As for Telstra buying the internet: most likely they took over the running of the hardware to support the backbone and moved it off-site (ie, out of UTS premises). It was getting expensive. I remember when it happened, our bandwidth dropped overnight and overall quality dropped. IIRC a couple of years later the universities built their own network again.

The internet underground in the late 90s/early 2000s was absolutely full of Australians. I feel like I hardly encounter them anymore, for some reason.
I helped start an early (1998) Australian ISP in Sydney (a modem bank connected to an ISDN line) with a Linux 2.0 infrastructure (Slackware…) and Perl based billing system running on Postgres 96. I was 16.

The early Australian internet was a lot of fun.

Sadly, Australia missed great many opportunities when it came to the internet.
Another post on the front page now has reminded me of an icon whose roots go back to the Australian internet scene of the late 90s: Fastmail [1].

Co-founder Jeremy Howard is now a leading educator on AI, as seen here:


A few other data points:

* Around 1993 as a 15yo I wrote (by post!) to AARNet asking about internet access, they kindly wrote back and referred me to a couple of places: APANA and schoolsNET.

* APANA, the Australian Public Access Networking Association, was how 15yo me got UUCP, and eventually 2.4kbps SLIP, access circa 1993. It had all the good things small communities have and many people from that time went on to do very interesting things (e.g.
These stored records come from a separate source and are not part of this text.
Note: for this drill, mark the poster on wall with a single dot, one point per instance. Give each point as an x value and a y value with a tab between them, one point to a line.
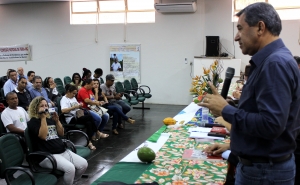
125	61
19	52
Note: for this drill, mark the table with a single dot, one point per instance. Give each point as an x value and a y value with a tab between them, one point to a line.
168	168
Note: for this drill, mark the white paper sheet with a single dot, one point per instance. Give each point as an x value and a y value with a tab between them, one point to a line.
203	135
132	156
199	129
187	113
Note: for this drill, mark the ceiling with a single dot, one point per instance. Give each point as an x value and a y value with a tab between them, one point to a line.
31	1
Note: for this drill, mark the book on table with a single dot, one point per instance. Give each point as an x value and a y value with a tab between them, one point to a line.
194	154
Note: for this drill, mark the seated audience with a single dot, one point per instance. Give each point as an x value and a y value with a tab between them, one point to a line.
20	71
14	118
30	76
3	79
297	60
38	90
23	94
11	83
116	111
50	87
108	88
69	106
97	74
76	80
86	74
46	133
87	97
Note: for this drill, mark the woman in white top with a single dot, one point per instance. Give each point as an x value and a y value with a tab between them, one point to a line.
69	106
50	87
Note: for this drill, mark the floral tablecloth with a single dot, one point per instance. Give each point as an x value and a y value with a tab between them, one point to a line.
170	169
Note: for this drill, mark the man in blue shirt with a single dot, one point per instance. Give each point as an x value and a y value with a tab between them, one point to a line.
38	90
11	83
20	71
266	123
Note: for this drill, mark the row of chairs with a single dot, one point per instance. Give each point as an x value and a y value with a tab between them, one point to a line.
133	93
13	149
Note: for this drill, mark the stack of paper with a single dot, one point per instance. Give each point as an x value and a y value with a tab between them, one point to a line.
203	135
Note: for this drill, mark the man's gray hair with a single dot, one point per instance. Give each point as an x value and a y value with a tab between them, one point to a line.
9	94
36	77
262	12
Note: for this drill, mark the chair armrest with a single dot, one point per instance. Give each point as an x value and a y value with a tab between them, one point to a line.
127	96
149	90
134	93
25	170
69	145
141	90
32	157
70	132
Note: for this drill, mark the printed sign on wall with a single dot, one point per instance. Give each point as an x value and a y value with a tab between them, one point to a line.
15	53
125	61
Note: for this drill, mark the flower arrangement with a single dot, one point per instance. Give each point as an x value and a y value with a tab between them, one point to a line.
200	86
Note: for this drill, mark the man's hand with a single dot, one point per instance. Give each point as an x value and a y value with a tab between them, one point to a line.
215	102
53	85
236	94
118	96
216	149
55	117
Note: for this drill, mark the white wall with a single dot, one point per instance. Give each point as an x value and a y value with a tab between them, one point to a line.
218	14
60	49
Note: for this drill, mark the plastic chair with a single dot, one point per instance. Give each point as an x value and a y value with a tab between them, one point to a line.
58	81
67	80
128	88
11	155
101	80
141	88
130	100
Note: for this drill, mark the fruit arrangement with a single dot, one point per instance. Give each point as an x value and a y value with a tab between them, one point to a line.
169	121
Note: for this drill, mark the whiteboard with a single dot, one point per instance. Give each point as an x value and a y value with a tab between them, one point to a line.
127	56
199	63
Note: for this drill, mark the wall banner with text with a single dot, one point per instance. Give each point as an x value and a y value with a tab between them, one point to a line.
20	52
125	61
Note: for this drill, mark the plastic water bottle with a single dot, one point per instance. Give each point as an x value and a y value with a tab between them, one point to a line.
205	112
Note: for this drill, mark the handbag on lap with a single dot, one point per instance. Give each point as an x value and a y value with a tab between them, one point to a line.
98	109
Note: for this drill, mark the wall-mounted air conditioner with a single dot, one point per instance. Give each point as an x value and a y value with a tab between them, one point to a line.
175	7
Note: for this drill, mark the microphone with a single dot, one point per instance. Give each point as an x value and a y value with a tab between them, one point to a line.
43	112
228	77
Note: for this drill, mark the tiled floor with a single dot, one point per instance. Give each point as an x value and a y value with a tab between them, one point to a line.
112	149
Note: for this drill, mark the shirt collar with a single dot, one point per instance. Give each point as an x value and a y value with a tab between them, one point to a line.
16	89
258	58
13	82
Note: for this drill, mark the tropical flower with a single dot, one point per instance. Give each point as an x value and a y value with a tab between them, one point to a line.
200	85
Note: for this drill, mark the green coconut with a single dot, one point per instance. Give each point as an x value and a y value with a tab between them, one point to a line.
146	154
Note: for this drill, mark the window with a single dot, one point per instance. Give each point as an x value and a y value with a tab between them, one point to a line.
112	12
287	9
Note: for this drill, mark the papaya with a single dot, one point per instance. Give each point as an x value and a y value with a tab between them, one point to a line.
146	154
169	121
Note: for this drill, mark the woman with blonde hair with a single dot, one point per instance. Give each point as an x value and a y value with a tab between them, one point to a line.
46	130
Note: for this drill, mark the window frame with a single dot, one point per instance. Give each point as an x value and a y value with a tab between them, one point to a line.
98	12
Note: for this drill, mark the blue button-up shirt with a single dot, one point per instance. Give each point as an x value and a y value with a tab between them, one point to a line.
267	122
9	86
34	93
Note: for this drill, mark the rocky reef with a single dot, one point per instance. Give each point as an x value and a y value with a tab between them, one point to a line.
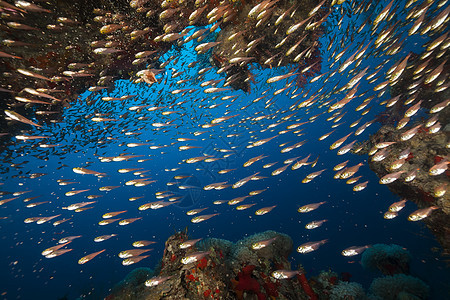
425	150
241	270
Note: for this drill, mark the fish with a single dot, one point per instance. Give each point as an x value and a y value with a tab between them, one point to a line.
421	214
132	252
194	257
315	224
310	246
263	243
138	244
54	248
264	210
67	239
310	207
133	260
17	117
354	250
389	178
102	238
89	257
154	281
202	218
189	243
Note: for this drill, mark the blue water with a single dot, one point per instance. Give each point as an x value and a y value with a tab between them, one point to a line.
354	218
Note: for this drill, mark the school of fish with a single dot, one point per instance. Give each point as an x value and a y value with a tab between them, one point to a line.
222	110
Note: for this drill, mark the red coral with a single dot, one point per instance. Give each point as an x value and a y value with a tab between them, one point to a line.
306	287
410	156
207	293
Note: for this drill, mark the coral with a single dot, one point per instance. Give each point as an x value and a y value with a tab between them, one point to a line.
132	286
246	283
327	279
306	287
347	290
279	249
399	286
389	259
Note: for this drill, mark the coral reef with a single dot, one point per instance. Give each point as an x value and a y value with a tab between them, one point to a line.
399	286
426	150
388	259
228	271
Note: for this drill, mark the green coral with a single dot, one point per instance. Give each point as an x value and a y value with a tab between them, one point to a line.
399	286
347	290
Mark Delany).

* schoolsNET was an interesting ISP I ended up working for, bringing internet access to secondary education way before it was common in Australia.
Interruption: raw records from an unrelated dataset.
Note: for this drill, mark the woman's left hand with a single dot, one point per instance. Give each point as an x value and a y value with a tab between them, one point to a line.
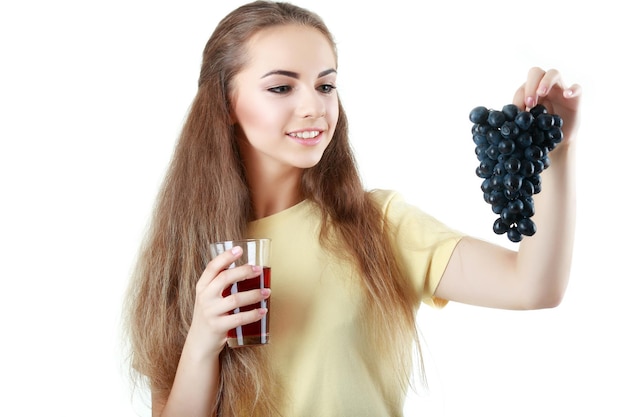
547	88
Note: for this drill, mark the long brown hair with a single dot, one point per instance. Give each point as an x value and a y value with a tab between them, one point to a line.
205	197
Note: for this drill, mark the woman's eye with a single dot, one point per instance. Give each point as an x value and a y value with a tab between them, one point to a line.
326	88
281	89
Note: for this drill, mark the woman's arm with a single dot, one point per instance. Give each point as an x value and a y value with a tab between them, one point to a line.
536	276
196	385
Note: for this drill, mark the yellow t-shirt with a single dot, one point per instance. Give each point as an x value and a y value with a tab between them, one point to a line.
316	340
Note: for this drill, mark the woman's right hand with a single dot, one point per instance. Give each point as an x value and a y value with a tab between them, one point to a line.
212	316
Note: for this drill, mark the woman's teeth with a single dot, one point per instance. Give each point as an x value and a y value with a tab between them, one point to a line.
305	135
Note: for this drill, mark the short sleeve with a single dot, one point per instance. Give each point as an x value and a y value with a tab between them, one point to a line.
422	244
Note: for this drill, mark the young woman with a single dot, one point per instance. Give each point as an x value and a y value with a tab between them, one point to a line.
265	153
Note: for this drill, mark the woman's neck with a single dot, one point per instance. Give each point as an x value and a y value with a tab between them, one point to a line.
274	192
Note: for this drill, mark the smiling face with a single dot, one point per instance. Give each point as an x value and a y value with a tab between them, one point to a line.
284	100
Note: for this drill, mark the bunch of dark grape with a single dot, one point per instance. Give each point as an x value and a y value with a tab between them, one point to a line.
512	148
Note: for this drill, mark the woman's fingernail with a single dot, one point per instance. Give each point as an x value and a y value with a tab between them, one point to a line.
530	101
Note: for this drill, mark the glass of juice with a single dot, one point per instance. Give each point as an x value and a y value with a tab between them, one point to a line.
255	252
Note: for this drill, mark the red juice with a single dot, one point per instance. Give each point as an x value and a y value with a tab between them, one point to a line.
258	332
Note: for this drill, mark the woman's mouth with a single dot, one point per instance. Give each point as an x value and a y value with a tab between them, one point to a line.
307	137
* Also, don't forget Trumpet Winsock: before Windows 95, it was pretty much the way to connect Windows 3.x systems to IP networks.

* Tangentially related, but don't forget the first port of UNIX was done at the University of Wollongong. Driving past it the other day I was reminded of this.
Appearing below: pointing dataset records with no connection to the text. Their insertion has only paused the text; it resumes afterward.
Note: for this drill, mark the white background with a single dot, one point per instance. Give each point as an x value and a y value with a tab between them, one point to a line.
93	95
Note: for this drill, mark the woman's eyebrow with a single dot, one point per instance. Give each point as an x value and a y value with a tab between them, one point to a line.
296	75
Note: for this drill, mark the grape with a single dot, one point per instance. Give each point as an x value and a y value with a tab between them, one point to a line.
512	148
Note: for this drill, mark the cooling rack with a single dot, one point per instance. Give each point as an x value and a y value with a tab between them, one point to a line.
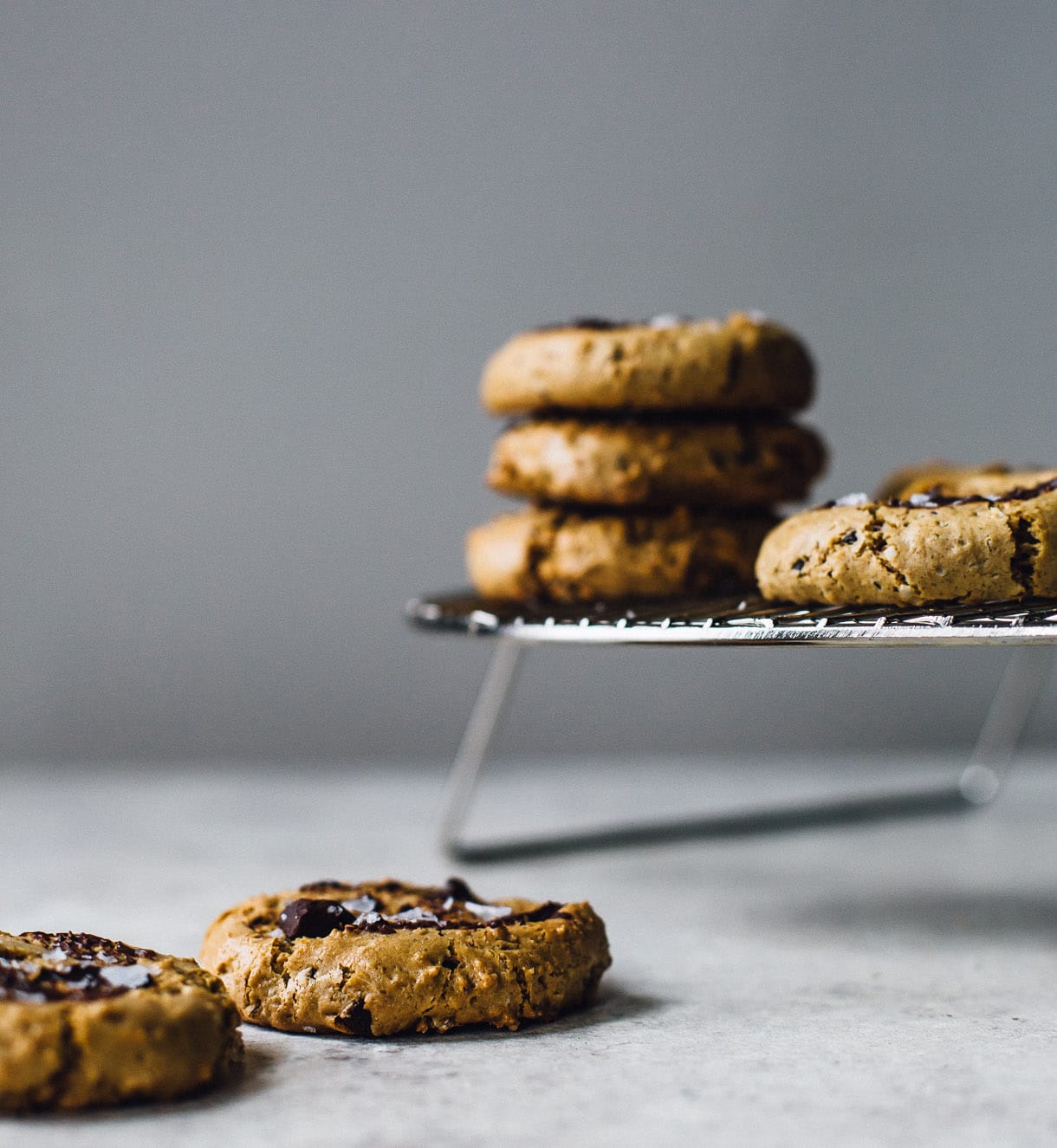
1028	628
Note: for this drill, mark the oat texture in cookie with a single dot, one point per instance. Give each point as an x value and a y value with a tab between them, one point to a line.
381	957
657	462
545	554
87	1021
748	362
927	548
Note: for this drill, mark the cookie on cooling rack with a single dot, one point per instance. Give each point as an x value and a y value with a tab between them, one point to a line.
926	549
87	1021
665	364
561	555
667	462
382	957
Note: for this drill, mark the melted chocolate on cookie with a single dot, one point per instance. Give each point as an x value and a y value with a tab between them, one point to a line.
88	968
452	905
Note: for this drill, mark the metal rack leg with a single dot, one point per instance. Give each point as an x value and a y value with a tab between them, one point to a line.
979	784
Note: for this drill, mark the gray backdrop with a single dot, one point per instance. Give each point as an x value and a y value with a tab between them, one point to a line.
254	256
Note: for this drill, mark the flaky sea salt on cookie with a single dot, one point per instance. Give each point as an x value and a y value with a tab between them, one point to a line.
87	1021
382	957
925	549
679	364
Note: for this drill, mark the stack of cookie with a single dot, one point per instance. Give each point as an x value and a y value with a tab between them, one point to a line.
652	454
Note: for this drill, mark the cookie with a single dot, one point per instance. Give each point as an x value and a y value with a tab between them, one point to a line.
656	463
918	477
550	554
382	957
961	481
669	364
87	1021
918	551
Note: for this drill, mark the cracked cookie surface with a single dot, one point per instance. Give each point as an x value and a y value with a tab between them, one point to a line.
381	957
746	362
87	1021
561	555
668	462
965	548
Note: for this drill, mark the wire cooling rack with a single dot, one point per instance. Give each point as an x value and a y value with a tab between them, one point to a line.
1029	628
739	620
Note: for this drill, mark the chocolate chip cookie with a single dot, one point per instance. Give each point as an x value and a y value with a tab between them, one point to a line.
925	549
382	957
561	555
664	462
665	364
87	1021
956	481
Sadly few mentions of major milestones in Australian pwnage.

To throw up just two, of many,

* WANK (computer worm)

    a computer worm that attacked DEC VMS computers in 1989 over the DECnet.

* Roadshow Films Pty Ltd v iiNet Ltd

    a case in the Federal and High Courts of Australia between members of the Australian Federation Against Copyright Theft (AFACT) and other movie and television studios and iiNet, Australia's third-largest Internet service provider (ISP) at the time.
Landmark Australian copyright case.

Hollywood lost, Australians were permitted to pirate with no oversight required by their ISP's

The internet took off in aus due to social networks. The popular ones were all the cc field of email. Many had work addresses first before deciding they wanted that at home. Hotmail worked ok too. There were a lot of weaknesses to that unstructured and decentralised approach to social networks but also something to be said for it that has been lost.
I felt this article was all over the place and basically very weak coming from an academic. It didn't tackle cultural histories, didn't mention BBSs, X.25 or ISDN, didn't tackle issues of politicisation such as censorship, infrastructure privatisation, etc. Few hard numbers or any recognition of the technical issues being overcome. Bandwidth over POTS. Circuit vs. packet switched networks. Decentralisation. Storage media evolution and volumes. The death of Australian manufacturing. If only the Powerhouse Museum wasn't a political football, perhaps we could get a decent social history done.
I was hoping for some mention of OzEmail (largest mail service in the southern hemisphere at the time. My firm acquired the company December 1998. The 90s were indeed golden years.
Another interesting book about the microcosm of tech is the book Gaming the Iron Curtain. It's about the Czech Republic before the velvet revolution, so not about the Internet, but fascinating how people there used technology despite their constraints.
> Given current concerns about the state of the internet – from the power of large digital platforms to the proliferation of disinformation

The word 'disinformation' has become a trigger word for me. Whenever I come across it, I instantly feel hostility towards the writer or speaker. It's a disingenuous word to use because it's not possible to say what is true or false with much accuracy. It's a word which is used by people who want to oppress others by silencing them.